Today's class will introduce you to **optimization in R**.

## Today's Objective

Our goal for the day is to become familiar with convex optimization problems in R. We would like to achieve the following objectives:
1. Understand how a computer solves optimization problems.
2. Learn to program optimzation with a conditional break.
4. Learn about R's built in optimization methods.
5. Introduce non-convex optimization ideas (if time permits... although just barely even then).

If by the end of the class, you feel we haven't sufficiently covered one of these, speak up!

## A Working Example : Root Finding
Although this class is about optimization, we are mainly going to be talking about root finding. We will focus on **gradient-based optimization (GBO)**, which uses the fact that **a local extremum is found at a point where the gradient is zero**.

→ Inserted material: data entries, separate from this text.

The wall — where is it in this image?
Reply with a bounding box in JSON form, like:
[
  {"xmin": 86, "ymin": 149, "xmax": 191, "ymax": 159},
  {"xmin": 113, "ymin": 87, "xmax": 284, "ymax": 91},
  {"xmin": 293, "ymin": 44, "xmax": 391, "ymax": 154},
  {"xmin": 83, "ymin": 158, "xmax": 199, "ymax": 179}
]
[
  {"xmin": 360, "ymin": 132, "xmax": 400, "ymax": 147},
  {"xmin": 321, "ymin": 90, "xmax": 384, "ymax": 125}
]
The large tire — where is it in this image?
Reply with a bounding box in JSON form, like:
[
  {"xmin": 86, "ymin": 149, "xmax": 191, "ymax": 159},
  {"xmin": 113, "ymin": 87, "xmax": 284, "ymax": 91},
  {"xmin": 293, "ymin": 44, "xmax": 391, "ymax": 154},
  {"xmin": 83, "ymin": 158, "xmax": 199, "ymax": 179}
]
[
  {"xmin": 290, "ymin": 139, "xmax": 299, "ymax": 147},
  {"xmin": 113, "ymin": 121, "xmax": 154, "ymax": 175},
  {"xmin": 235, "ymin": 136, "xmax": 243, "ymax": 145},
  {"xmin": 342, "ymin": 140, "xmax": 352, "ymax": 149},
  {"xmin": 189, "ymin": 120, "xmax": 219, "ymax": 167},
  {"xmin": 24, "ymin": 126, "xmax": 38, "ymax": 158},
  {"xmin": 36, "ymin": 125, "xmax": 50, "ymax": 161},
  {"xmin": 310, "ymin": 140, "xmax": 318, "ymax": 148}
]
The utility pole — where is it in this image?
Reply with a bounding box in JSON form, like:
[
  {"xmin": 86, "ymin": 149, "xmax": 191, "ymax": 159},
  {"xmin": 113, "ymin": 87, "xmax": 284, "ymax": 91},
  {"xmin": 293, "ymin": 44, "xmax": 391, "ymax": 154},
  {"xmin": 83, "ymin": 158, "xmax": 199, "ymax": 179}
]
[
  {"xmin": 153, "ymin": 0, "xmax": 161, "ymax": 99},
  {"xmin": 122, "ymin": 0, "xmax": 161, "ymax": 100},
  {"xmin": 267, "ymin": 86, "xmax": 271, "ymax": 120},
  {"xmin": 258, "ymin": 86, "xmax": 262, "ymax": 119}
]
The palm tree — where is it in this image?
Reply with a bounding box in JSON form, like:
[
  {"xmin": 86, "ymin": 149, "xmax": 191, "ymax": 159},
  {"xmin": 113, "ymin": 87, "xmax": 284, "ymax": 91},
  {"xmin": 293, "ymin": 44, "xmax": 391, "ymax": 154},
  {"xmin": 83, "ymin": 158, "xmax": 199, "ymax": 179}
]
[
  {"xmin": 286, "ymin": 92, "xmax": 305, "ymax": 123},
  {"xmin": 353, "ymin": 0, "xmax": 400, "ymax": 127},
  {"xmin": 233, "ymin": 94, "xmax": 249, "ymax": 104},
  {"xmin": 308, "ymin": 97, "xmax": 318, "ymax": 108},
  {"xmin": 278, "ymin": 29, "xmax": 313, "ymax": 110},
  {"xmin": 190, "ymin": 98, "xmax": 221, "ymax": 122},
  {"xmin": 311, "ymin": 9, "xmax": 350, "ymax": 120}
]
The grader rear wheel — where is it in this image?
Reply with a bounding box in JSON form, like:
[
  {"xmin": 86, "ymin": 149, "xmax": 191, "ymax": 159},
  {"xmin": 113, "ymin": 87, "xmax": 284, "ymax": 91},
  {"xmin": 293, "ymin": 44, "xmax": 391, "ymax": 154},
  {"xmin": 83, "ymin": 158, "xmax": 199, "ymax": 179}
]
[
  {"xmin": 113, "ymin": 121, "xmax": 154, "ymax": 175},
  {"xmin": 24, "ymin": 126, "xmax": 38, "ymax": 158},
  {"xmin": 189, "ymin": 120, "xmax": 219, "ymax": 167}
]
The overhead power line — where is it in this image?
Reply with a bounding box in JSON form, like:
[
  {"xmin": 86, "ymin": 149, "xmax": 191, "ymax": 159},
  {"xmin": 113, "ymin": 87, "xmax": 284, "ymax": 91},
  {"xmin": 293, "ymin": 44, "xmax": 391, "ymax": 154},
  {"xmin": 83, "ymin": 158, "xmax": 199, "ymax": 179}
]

All GBO algorithms are built around this idea, that a local optimum has a zero first derivative. Because of this, gradient based optimization is really just **root finding**, or looking for the point where a function equals zero.

To get an idea of how a GBO algorithm works, consider minimizing the following function:
$$
g(x) = \frac{b}{4} (x - c)^4
$$
which we know takes a global minimum at $x = c$. But if you didn't know this, how would you propose to find a solution? 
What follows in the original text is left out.